Debt is one of those topics that no one likes to talk about, yet, it is so common. All you need to do is turn on the news to see it. It feels as though we are drowning in debt –  mortgages, car loans, student loans, credit cards, etc. So, why is it that we don’t have more open, public discussions about debt? In fact, even among close friends, or family, we pretend like everything is okay, when in fact we are all trying desperately to keep our heads above water.
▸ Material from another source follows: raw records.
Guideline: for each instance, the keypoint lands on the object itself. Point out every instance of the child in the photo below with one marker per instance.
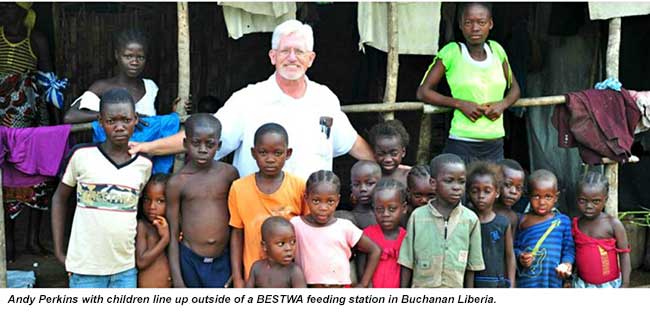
(442, 247)
(325, 242)
(389, 201)
(511, 191)
(269, 192)
(483, 184)
(419, 189)
(153, 237)
(277, 270)
(23, 51)
(543, 246)
(197, 206)
(364, 175)
(601, 241)
(101, 251)
(389, 140)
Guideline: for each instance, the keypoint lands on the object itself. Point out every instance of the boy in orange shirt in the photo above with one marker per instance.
(253, 198)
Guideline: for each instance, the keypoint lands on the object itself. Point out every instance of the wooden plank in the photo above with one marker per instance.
(433, 109)
(183, 56)
(423, 154)
(612, 60)
(392, 64)
(182, 9)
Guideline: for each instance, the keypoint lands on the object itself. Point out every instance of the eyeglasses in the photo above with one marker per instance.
(297, 52)
(131, 57)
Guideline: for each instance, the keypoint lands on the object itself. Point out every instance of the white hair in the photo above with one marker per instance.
(293, 27)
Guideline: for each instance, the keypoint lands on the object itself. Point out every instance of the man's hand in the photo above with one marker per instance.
(135, 147)
(60, 256)
(472, 110)
(494, 110)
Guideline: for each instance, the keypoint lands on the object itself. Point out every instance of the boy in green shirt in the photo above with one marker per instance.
(442, 247)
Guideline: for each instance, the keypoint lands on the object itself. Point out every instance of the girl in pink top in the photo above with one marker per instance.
(389, 202)
(324, 243)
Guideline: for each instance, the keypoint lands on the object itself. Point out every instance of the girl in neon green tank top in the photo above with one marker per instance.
(478, 74)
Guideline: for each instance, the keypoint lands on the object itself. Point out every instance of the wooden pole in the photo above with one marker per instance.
(432, 109)
(182, 11)
(183, 56)
(424, 143)
(392, 66)
(611, 170)
(3, 240)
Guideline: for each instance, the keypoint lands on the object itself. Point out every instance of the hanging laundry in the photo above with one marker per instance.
(609, 83)
(52, 88)
(255, 17)
(159, 126)
(607, 10)
(30, 158)
(600, 123)
(418, 26)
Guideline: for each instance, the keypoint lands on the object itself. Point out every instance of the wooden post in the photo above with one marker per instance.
(3, 240)
(182, 10)
(611, 170)
(392, 64)
(183, 56)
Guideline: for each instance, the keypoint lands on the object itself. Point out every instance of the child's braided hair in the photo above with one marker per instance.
(390, 128)
(323, 176)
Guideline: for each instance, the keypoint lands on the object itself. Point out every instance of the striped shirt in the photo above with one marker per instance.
(17, 57)
(557, 248)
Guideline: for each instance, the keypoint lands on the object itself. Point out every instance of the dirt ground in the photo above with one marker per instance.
(51, 274)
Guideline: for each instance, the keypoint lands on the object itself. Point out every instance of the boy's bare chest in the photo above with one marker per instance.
(274, 278)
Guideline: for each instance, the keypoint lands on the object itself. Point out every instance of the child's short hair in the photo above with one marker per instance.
(511, 164)
(483, 168)
(272, 223)
(127, 36)
(115, 95)
(388, 183)
(594, 178)
(209, 104)
(159, 178)
(418, 171)
(323, 176)
(444, 159)
(376, 169)
(202, 120)
(539, 175)
(390, 128)
(273, 128)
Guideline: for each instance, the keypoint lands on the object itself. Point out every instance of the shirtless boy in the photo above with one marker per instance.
(197, 205)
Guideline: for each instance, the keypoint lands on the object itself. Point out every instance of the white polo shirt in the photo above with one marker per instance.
(264, 102)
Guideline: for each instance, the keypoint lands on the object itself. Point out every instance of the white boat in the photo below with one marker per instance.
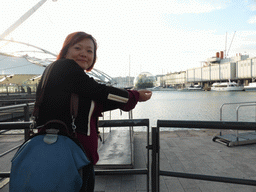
(227, 86)
(195, 88)
(250, 87)
(162, 89)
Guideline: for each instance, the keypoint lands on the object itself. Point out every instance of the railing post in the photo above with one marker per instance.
(155, 160)
(26, 118)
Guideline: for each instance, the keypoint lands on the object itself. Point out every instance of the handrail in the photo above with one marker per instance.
(208, 124)
(194, 124)
(102, 123)
(221, 107)
(16, 106)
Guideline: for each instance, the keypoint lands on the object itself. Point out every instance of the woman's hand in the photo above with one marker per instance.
(144, 95)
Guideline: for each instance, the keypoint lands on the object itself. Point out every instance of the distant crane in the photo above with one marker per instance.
(230, 43)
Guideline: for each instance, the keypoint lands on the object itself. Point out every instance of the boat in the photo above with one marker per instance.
(227, 86)
(250, 87)
(195, 88)
(161, 89)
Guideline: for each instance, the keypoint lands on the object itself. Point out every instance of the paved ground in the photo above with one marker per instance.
(182, 151)
(189, 152)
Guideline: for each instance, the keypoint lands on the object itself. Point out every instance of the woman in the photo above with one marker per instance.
(78, 55)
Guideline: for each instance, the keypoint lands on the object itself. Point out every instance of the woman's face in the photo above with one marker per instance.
(82, 53)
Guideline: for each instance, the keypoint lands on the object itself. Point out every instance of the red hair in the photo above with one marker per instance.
(74, 38)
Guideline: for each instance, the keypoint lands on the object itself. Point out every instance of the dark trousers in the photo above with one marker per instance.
(88, 179)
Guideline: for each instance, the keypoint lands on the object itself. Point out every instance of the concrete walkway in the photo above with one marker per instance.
(181, 151)
(188, 152)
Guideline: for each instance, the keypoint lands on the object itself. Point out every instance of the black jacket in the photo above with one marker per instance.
(68, 77)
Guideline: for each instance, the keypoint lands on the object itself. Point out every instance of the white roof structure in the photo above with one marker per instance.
(17, 58)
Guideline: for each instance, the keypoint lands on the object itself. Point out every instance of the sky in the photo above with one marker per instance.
(155, 36)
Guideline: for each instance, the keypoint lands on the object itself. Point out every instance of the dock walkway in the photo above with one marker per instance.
(187, 151)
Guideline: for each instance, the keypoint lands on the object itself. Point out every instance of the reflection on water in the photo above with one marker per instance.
(201, 105)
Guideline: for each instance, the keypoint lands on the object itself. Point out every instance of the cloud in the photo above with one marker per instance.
(252, 20)
(253, 7)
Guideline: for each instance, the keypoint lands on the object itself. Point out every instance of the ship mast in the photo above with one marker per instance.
(22, 19)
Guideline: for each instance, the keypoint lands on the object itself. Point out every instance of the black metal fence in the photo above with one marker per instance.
(104, 123)
(155, 147)
(155, 166)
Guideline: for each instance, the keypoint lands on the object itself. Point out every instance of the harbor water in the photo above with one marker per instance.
(191, 105)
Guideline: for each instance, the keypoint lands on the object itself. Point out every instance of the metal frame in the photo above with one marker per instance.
(103, 123)
(156, 172)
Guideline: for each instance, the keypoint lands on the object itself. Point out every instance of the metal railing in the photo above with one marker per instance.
(103, 123)
(155, 170)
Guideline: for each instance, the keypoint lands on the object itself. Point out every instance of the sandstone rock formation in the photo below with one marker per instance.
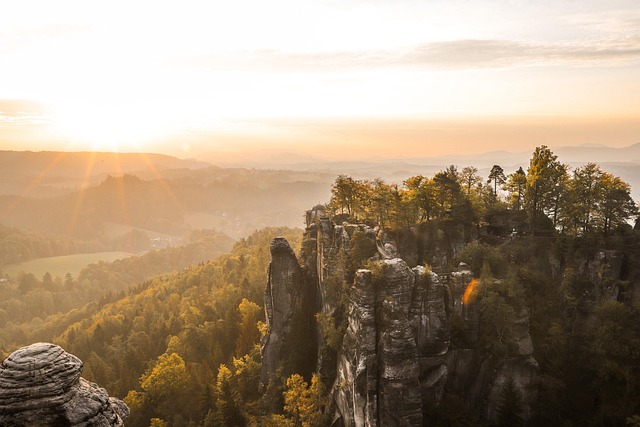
(290, 345)
(396, 359)
(40, 385)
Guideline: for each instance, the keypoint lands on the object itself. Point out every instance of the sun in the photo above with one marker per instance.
(109, 125)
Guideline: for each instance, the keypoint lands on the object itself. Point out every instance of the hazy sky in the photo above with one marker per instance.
(390, 77)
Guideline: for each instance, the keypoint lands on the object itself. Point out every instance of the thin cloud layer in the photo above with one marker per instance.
(456, 54)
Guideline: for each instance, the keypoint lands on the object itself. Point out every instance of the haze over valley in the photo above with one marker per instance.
(293, 213)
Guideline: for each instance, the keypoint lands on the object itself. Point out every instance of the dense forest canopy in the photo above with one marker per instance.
(574, 203)
(181, 345)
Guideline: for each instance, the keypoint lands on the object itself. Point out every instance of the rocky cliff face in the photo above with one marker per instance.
(396, 359)
(40, 385)
(290, 345)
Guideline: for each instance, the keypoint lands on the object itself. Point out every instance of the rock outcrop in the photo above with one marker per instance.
(40, 385)
(290, 345)
(396, 360)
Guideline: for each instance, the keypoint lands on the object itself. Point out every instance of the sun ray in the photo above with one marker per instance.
(163, 182)
(32, 186)
(81, 193)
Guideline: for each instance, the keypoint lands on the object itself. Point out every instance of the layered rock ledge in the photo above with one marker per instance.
(40, 385)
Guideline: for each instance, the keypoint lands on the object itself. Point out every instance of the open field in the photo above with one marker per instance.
(61, 265)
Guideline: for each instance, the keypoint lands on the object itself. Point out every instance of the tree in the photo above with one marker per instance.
(227, 410)
(515, 186)
(303, 402)
(586, 191)
(421, 193)
(469, 178)
(447, 191)
(165, 383)
(497, 176)
(616, 206)
(543, 166)
(248, 334)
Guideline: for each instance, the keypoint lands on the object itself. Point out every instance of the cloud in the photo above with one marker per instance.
(22, 112)
(455, 54)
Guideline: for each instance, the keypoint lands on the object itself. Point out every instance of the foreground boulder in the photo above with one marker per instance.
(40, 385)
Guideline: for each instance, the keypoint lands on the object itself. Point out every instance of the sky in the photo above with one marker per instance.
(336, 79)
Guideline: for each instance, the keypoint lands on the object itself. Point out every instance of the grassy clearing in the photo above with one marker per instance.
(61, 265)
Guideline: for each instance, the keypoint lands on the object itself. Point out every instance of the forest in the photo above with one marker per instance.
(176, 332)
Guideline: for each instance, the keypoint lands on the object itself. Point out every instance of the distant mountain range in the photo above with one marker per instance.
(624, 162)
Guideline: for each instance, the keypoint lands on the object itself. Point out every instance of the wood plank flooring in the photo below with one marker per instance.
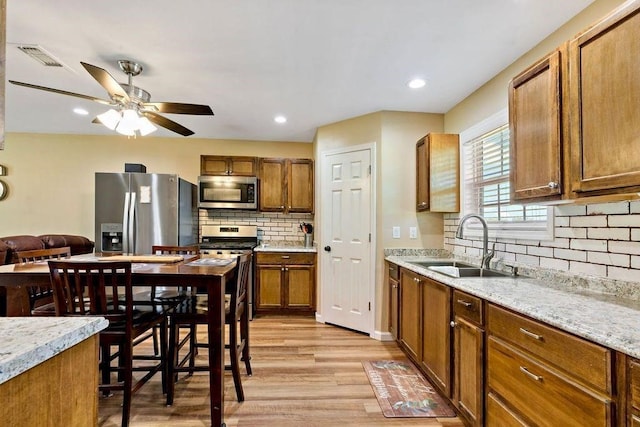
(304, 374)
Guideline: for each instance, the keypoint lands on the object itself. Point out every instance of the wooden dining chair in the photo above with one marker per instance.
(104, 289)
(41, 297)
(193, 311)
(167, 297)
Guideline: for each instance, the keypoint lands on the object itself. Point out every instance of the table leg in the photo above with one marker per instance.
(216, 351)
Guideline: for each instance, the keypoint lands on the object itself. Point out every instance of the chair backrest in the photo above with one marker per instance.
(40, 293)
(239, 294)
(175, 250)
(25, 257)
(92, 288)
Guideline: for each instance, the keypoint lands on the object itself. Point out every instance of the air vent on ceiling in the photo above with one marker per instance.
(40, 55)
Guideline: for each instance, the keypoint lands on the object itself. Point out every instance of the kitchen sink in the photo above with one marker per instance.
(469, 271)
(441, 263)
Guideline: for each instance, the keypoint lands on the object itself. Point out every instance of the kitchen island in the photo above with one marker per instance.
(49, 370)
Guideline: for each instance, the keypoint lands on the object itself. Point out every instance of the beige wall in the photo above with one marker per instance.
(51, 177)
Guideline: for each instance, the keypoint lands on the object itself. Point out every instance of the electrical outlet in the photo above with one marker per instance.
(413, 233)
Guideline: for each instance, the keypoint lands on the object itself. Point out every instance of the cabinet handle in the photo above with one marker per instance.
(531, 334)
(529, 374)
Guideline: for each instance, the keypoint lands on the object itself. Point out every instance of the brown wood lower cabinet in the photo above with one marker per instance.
(285, 282)
(545, 376)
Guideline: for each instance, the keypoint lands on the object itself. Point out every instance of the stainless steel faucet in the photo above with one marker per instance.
(486, 253)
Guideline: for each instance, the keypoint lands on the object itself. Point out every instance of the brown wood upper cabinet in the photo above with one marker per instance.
(438, 173)
(535, 119)
(605, 105)
(226, 165)
(286, 185)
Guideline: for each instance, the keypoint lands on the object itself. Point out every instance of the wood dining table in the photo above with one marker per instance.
(190, 270)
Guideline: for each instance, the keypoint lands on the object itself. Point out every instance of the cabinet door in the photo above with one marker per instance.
(468, 370)
(269, 287)
(300, 191)
(214, 165)
(535, 131)
(444, 173)
(273, 185)
(436, 333)
(300, 291)
(422, 175)
(410, 313)
(604, 101)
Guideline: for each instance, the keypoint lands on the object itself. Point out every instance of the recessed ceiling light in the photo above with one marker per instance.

As a bankruptcy attorney, I work with people and small businesses with overwhelming debt on a daily basis, so needless to say, this is familiar territory. One thing I frequently encounter is a deep ingrained sense of shame by those coming in to see me. In fact, it’s not uncommon for clients to schedule, and reschedule their appointments several times before finally meeting with me. Many clients will cry, express anger or are simply deflated from the long struggles.

This is painful to watch because so much of this suffering is really unnecessary and self-inflicted. Oftentimes, once we address the fears and concerns about bankruptcy, one of the most common thing the client says is “this isn’t as bad as I thought.”

Oh, the lies

There is so much misinformation surrounding bankruptcy because people don’t ask the right questions or the right people. Here is common misinformation that I hear and people you should not rely on for advice.

1. Creditors.

This is defined as anyone that you owe money to. Be careful when asking your creditors about your debt.  Needless to say, creditors have one objective – to get paid. I’ve seem too many clients believe the lies told by creditors. For example, “just make one payment” – this is dangerous because by making a single payment, you may be resetting the clock for statute of limitations (where enough time has passed and the creditor cannot collect from you).

Another one of my favorite lies is – “You can’t file for bankruptcy on our debt because it’s a business loan, medical debt, car loan, mortgage, Chase, etc.” Everyone wants to say they are just so darn special and because of this, you can’t file for bankruptcy on them. I say nonsense. There are very few creditors protected from a discharge. Namely, student loans, recent taxes, alimony, child support and a few select other creditors. Virtually all other debts are dischargeable. Don’t let creditors bully you.

2. Credit Score.

This is a tough one. A lot of people think they can’t get credit for 10 years after bankruptcy. This isn’t true. The bankruptcy will be reported on your credit history for up to 10 years but the negative impact usually passes within the first few years. I meet with a lot of clients who have 700+ credit score but have debt to their eyeballs. I say, isn’t it better to take a hit on your credit score now, and work on rebuilding it, rather than continue to struggle with your debt, without an exit strategy?

3. Loss of Assets.

Another common concern is “I’ll lose everything if I file for bankruptcy.” Bankruptcy is about protecting assets and getting rid of debts. California has very generous exemptions and most people keep all of his or her assets. If our assets exceed the exemptions, Chapter 13 is a possibility.

If you had some health ailment, you wouldn’t rely on your friends or Google to diagnose you – right? Similarly, if you are having debt problems, it makes a lot of sense to ASK professionals whose job is to advise you on debt. So, go ahead, pick up the phone and call your CPA, financial advisor, bankruptcy lawyer or other appropriate professional and ask away. I think you’ll feel better.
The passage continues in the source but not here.